The work by Rooney featured in Transmission captured images on the TV set using Super-8 film, and excerpts from the footage were then manually cut up and looped together, creating a new, rhythmic collage that seems to exist in an eternal loop.

  1. Roger Horrocks, Len Lye: A Biography, Auckland University Press, Auckland, 2002, p. 261.
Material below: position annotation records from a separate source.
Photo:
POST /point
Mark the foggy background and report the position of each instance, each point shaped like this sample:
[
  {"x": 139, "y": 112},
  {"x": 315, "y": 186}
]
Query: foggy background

  2. Brett Kashmere, ‘Len Lye’, May 2007, Senses of Cinema, <http://sensesofcinema.com/2007/great-directors/lye/>, accessed 20 April 2015.
  3. Horrocks, p. 261.
  4. ibid., p. 262.
  5. The Casuals have been described as ‘a subset of football hooligans who emerged in the 1970s when they began to wear instead of football colours expensive European designer clothing by the likes of Gucci, Burberry, Fiorucci, Lacoste, Jordache, Fila, Sergio Tacchini, Adidas and more. These designer labels and expensive sportswear were a way to deflect attention from the police and other clubs, making it easier to infiltrate rival clubs and get into bars. The luxury brands allowed them to subsume the identity originally connected to an upper class in order to carry on with their working-class behaviour. Some might say it is a contemporary form of the proletariat distracted by the lascivious culture handed them by Capital as they go round-and-round à la Debord in the arena they have made. They don’t care. And we don’t either as we fall into this video unable to pull away, our insatiable thirst only intensified as the minutes pass’ (Horrocks, pp. 24–5).
  6. James Voorhies, Seventh Dream of Teenage Heaven, Canzani Centre Gallery, Columbus College of Art and Design, Ohio, 2011, p. 23.
  7. As Sophie O’Brien has written, this editing and sourcing of video materials is particularly notable because at the time the ‘internet was comparatively new, and YouTube did not yet exist’ (Sophie O’Brien, Carolyn Kerr & Helen Little, Turner 08, Tate Publishing, London, 2008, p. 13).
  8. O’Brien, Kerr & Little, p. 13.
  9. Simon Reynolds, ‘They burn so bright whilst you can only wonder why: watching Fiorucci made me hardcore’, text for the Mark Leckey retrospective at Serpentine Gallery, London, 2001, RenoldsRetro, <http://reynoldsretro.blogspot.com.au/2012/06/normal-0-false-false-false-en-us-x-none.html>, accessed 20 April 2015. Following in the long history of music sampling, segments of the original dance footage continue to be reworked and reused, a recent example being the music video for DJ Shadow’s I Gotta Rock (Metal Madness Video), 2011.
  10. John Whiteoak, ‘Robert Rooney and the McKimm/Rooney/Clayton Music Collaboration: Melbourne, 1960s’, in Jenepher Duncan, From the Homefront: Robert Rooney Works 1953–1988, Monash University Gallery, Melbourne, 1990, p. 19.
  11. Robert Rooney, ‘Less than five hundred words in retrospect’, in Project 8: Robert Rooney, Art Gallery of New South Wales, Sydney, 1975.